Episode
2

Andrew Gelman on Fooling Yourself Less: The Art of Statistical Thinking in AI

Columbia University's Andrew Gelman discusses the practical side of statistics and data science. He explores the importance of high-quality data, computational skills, and using simulation to avoid misleading results. Andrew dives into real-world applications like election predictions and highlights causal inference’s critical role in decision-making. This episode offers valuable insights for data practitioners and anyone interested in how statistics shapes our world.
November 19, 2024
Listen on
spotify logoApple podcast logo
Guest
Andrew Gelman

Columbia University

,
Andrew Gelman is a professor of statistics and political science at Columbia University, recognized with multiple awards from the American Statistical Association, the International Society of Bayesian Analysis, and the Council of Presidents of Statistical Societies. He is the author of numerous notable books, including "Bayesian Data Analysis" and "Regression and Other Stories." His research spans topics such as voting behavior, campaign polling variability, incumbency effects, death sentence reversals, police stops, and a variety of statistical challenges in public health and social sciences.
HOST
Hugo Bowne-Anderson

Delphina

Hugo Bowne-Anderson is an independent data and AI consultant with extensive experience in the tech industry. He is the host of the industry podcast Vanishing Gradients, where he explores cutting-edge developments in data science and artificial intelligence.
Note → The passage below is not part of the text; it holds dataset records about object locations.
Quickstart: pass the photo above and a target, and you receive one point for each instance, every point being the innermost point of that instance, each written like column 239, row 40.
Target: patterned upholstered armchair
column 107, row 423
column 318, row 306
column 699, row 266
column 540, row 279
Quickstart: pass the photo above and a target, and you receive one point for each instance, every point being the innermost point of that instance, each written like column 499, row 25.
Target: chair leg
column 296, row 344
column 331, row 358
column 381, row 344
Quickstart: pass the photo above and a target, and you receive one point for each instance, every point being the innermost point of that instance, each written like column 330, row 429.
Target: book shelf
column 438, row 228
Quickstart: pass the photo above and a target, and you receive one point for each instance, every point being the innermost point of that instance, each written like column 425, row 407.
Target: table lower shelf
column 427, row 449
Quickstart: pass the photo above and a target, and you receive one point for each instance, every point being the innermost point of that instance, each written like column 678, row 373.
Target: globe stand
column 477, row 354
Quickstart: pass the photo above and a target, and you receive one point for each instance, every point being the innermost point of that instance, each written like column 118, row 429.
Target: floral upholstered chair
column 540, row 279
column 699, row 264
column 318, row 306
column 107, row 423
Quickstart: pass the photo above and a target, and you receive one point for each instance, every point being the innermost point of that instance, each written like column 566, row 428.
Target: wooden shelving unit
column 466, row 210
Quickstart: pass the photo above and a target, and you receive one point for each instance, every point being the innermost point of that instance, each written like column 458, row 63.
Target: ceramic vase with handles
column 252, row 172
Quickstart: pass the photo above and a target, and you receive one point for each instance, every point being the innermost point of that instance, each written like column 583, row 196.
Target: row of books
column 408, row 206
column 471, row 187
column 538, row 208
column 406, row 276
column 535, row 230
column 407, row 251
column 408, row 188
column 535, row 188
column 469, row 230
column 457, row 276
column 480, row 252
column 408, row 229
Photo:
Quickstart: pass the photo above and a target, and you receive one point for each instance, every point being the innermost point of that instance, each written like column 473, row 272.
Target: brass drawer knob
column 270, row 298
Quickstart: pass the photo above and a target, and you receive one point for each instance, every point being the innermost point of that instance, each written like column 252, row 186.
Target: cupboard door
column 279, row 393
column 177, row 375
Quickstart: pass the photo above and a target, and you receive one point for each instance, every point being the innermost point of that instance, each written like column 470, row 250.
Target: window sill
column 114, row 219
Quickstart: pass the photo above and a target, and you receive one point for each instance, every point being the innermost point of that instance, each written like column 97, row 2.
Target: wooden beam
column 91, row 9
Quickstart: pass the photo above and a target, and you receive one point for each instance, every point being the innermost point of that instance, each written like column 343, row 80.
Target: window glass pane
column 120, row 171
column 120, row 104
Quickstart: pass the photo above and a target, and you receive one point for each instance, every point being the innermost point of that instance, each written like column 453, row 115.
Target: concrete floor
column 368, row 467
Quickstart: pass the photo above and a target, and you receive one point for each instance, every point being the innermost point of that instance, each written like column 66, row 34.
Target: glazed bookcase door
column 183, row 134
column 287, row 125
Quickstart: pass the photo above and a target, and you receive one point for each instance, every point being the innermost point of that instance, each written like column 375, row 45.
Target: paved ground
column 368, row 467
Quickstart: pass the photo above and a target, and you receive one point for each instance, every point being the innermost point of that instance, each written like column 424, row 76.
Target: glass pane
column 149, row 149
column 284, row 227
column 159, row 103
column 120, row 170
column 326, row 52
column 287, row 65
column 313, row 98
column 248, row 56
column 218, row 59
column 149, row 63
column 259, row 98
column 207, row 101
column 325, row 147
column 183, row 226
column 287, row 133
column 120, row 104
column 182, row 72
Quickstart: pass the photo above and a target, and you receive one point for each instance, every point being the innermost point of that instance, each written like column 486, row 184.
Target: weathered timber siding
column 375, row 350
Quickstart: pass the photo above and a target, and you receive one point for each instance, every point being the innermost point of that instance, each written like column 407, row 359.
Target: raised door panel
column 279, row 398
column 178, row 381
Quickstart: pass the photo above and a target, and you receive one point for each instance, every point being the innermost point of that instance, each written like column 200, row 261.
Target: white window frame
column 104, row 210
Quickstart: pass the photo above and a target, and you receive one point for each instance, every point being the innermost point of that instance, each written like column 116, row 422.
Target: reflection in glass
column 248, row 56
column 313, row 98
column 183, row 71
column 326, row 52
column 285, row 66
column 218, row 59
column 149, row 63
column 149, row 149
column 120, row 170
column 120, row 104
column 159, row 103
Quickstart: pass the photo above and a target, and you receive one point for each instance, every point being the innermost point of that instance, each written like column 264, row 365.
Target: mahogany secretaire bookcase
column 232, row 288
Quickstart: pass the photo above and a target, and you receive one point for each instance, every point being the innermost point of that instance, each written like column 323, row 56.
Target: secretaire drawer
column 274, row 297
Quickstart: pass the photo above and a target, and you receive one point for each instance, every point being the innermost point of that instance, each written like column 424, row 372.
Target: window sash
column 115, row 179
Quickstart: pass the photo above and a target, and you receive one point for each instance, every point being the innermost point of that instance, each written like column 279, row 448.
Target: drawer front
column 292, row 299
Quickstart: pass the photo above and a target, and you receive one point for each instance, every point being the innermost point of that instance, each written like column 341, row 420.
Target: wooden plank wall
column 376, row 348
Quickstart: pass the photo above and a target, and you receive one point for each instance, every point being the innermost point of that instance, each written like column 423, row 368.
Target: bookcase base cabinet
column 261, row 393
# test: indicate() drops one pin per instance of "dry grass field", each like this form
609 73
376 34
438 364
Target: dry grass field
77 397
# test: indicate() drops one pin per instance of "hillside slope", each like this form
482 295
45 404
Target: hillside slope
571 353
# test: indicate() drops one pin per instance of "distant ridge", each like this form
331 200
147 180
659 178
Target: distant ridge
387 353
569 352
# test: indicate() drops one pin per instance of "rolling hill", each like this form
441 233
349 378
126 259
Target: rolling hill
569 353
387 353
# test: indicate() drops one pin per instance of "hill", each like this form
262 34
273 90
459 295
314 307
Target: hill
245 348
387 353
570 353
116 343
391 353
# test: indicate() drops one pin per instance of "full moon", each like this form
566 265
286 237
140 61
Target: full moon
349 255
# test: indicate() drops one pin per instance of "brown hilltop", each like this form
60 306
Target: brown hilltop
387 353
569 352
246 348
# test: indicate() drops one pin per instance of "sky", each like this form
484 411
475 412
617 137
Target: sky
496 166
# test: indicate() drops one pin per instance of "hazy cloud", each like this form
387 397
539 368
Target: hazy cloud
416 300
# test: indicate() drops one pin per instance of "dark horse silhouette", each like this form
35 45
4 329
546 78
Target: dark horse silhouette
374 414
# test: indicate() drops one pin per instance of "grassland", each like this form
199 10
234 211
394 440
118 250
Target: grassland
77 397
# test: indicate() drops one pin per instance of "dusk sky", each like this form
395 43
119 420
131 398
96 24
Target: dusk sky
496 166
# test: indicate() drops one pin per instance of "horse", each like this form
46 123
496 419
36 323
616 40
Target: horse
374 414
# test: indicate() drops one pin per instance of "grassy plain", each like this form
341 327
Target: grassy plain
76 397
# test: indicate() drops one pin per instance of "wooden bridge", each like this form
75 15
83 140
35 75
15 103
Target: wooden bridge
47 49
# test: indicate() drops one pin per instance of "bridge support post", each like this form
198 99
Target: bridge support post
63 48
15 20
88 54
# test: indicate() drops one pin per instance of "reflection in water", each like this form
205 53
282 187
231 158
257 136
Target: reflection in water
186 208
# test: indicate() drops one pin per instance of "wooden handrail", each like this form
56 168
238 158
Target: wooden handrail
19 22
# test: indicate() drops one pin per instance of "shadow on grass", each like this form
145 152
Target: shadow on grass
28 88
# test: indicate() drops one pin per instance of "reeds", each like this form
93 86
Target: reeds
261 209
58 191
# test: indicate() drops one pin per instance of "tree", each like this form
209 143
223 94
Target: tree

As a data scientist, educator, evangelist, content marketer, and strategist, Hugo has worked with leading companies in the field. His past roles include Head of Developer Relations at Outerbounds, a company committed to building infrastructure for machine learning applications, and positions at Coiled and DataCamp, where he focused on scaling data science and online education respectively.


Hugo's teaching experience spans from institutions like Yale University and Cold Spring Harbor Laboratory to conferences such as SciPy, PyCon, and ODSC. He has also worked with organizations like Data Carpentry to promote data literacy.


His impact on data science education is significant, having developed over 30 courses on the DataCamp platform that have reached more than 3 million learners worldwide. Hugo also created and hosted the popular weekly data industry podcast DataFramed for two years.


Committed to democratizing data skills and access to data science tools, Hugo advocates for open source software both for individuals and enterprises.

Key Quotes

Key Takeaways

1. Statistics vs. Data Quality


  Data quality and representativeness take precedence over statistical methods in data science. While statistical techniques are important for quantifying uncertainty and adjusting for non-representativeness, they are secondary to ensuring high-quality data.

2. The Importance of Computer Skills in Data Science


  Computational skills, such as being able to handle data and use tools, are often more important than math skills in data science. While math provides useful insights, data scientists need a balance of both to succeed.

3. The Power of Simulation for Learning Statistical Concepts


  Simulations are a practical way to teach statistical concepts, like the central limit theorem, in an accessible manner. Simulation allows people to "see" statistical principles emerge in ways that pure mathematics often cannot.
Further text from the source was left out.